Whilst the 12% combined buyback and dividend yield is welcome. One must keep in mind that only 2% of this is cash. For the buyback to have value the share price must increase from where it is now: $89. As I believe the market is valuing the stock on $12.5B of Free cashflow Gilead management just needs to convince the market that the Free Cashflow is really $15B-$20B for the long haul. If this happens then there will be big upside in Gilead.

Converting the Gilead pipeline into revenue generating franchises that can broaden the revenue base is one way to convince the market that Gilead is capable of generating $15-$20B year-in year-out. Gilead has over 10 products in Phase 3 development but I have no view on the possible sales these products may generate.
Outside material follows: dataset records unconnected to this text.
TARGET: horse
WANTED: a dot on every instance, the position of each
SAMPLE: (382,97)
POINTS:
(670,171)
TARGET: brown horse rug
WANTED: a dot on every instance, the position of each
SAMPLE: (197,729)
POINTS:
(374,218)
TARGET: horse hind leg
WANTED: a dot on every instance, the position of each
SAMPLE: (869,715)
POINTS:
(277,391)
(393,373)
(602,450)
Gilead can also broaden its revenue platform by acquiring another company. Gilead has $25B in the bank to do this and cash is very valuable if we get a prolonged bear market with a US Presidential race focused on cheaper drug pricing.

Conclusion

I like Gilead at these levels. I like Cisco too. I want to look at Apple and a few other stocks before making a decision on what I do.

The background storm of the markets is helping me to be patient.

Disclosure: I/we have no positions in any stocks mentioned, and no plans to initiate any positions within the next 72 hours.

I wrote this article myself, and it expresses my own opinions. I am not receiving compensation for it (other than from Seeking Alpha). I have no business relationship with any company whose stock is mentioned in this article.